A feminist comedy revamp 
5When Second City’s She The People premiered last year, it received glowing reviews for its ability to hilariously address the wage gap, Mike Pence and gender stereotypes. Now, its back for a sequel with The Resistance Continues. Written, performed, directed, scored, styled and lit entirely by women, the show features the same six comedians from the original, but with brand new sassy commentary on queer life, body image and what it means to be a renaissance woman in 2019. Saturday, May 4 to Sunday, September 15. $27–$42. Second City Theatre.

Photo by Getty Images

A pre-Moonlight play
6African-American playwright Tarell Alvin McCraney wrote the drama In Moonlight Black Boys Look Blue in 2003 as part of his application to Yale’s School of Drama.

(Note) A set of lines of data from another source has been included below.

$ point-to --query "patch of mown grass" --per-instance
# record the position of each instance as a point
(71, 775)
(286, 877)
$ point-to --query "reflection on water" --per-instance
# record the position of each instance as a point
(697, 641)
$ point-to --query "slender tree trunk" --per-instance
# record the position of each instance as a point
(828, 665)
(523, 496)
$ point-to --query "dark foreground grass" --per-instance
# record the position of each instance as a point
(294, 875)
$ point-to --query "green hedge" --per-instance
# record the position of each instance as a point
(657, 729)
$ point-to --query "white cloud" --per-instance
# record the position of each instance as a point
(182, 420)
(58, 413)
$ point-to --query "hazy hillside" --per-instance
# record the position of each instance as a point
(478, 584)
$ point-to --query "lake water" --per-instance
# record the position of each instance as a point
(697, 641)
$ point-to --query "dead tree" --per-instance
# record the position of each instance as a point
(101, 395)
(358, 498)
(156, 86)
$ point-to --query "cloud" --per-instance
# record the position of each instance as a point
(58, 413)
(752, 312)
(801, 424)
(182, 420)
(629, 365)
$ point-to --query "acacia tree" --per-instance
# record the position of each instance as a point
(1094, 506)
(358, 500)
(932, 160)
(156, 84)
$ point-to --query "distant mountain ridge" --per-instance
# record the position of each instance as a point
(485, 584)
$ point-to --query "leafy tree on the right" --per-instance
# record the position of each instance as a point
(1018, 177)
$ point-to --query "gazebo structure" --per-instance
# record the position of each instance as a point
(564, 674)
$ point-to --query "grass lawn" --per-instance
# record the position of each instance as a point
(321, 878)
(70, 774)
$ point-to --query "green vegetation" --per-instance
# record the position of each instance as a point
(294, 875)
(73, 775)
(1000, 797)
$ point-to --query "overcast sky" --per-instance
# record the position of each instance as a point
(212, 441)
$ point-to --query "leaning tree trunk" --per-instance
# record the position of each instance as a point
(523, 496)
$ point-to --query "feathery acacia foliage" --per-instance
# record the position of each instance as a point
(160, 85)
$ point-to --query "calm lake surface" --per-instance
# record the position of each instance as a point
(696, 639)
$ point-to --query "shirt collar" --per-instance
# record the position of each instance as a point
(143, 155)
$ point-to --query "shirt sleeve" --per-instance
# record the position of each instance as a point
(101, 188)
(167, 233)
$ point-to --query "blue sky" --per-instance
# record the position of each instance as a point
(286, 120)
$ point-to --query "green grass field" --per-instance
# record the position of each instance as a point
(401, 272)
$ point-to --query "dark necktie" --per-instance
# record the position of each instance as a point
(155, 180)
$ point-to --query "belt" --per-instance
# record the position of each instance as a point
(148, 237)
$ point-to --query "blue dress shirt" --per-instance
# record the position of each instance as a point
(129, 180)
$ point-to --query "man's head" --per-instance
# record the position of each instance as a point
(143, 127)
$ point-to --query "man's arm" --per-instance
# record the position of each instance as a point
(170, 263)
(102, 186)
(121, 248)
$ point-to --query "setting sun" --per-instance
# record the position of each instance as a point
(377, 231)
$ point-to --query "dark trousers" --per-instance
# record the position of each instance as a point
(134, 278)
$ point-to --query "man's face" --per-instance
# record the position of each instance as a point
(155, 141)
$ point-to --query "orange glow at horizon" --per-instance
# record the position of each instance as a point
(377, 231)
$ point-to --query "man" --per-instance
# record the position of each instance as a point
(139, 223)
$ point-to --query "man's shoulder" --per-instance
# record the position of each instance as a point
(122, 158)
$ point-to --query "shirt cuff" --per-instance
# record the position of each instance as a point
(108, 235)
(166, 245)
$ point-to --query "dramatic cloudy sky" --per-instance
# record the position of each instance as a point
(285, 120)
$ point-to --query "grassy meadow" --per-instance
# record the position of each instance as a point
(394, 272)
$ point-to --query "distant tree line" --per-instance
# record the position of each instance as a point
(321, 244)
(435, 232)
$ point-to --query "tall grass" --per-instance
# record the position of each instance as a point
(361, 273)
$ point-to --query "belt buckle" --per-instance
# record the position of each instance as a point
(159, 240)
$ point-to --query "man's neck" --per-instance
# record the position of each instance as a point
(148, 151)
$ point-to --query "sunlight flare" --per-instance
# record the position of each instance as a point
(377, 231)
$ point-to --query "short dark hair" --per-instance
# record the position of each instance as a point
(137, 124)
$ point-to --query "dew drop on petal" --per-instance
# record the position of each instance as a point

Thirteen years later, he shot to fame when Barry Jenkins adapted the play as Moonlight, which went on to win McCraney an Academy Award. But long before he was an Oscar winner, he wrote The Brothers Size, a drama with music inspired by West African Yoruba mythology. Set in Louisiana, it tells the story of straitlaced Ogun and his fun-loving ex-con brother Oshoosi, who end up roommates in the impoverished South. The script flips between a dream world and reality, and each character is based on traditional Yoruba deities—Ogun is named after the god of hard work, and Oshoosi for the divine hunter who represents survival. Saturday, May 4 to Sunday, May 26. $36–$64. Young Centre for the Performing Arts.

A gender-swapped Lolita
7Edmonton-based author Todd Babiak weaves unexpected humour and compassion into The Empress of Idaho, a semi-autobiographical coming-of-age tale. The novel unfolds through the perspective of Adam Lisinki, an ordinary 14-year-old who spends his time playing high school football, working at a local gas station and hanging out with his new girlfriend. But his life changes when a mysterious older woman named Beatrice comes to town. For reasons he can’t quite understand, he’s captivated by her. Things begin to unravel when Adam starts neglecting everything he cares about to be around her, exposing the emotional complexities of adolescence. Tuesday, April 30. $24.95. Penguin Random House Canada.

Photo by Tanja-Tiziana

A queer Québécois romance
8Michel Marc Bouchard’s steamy gay romance Lilies; or, the Revival of a Romantic Drama follows two Catholic schoolboys in 1912 Roberval, Quebec—one of them an exiled French aristocrat, the other a closeted Québécois—who fall in love while performing a play about the martyrdom of St. Sebastian. They’re torn apart when one boy is convicted of a murder he didn’t commit and sent to prison. Their story unfolds as a play, acted out decades later by a gang of convicts. For this revival, Toronto’s LemonTree Creations enlists a cast of mainly Indigenous and black actors to draw attention to the high incarceration rates within these communities. Saturday, May 4 to Sunday, May 26. $20. Buddies in Bad Times.

A gender-swapped crime thriller
9Beautiful Man is a wicked satire from the Governor General’s Award–winning playwright Erin Shields about a hard-nosed policewoman chasing down a sociopathic female serial killer. (The story’s lone man is a beautiful, passive victim who spends the majority of the play waiting to be rescued.) The show skewers sexism in pop culture and offers blistering commentary on mainstream misogyny. Saturday, May 4 to Sunday, May 26. $20. Factory Theatre.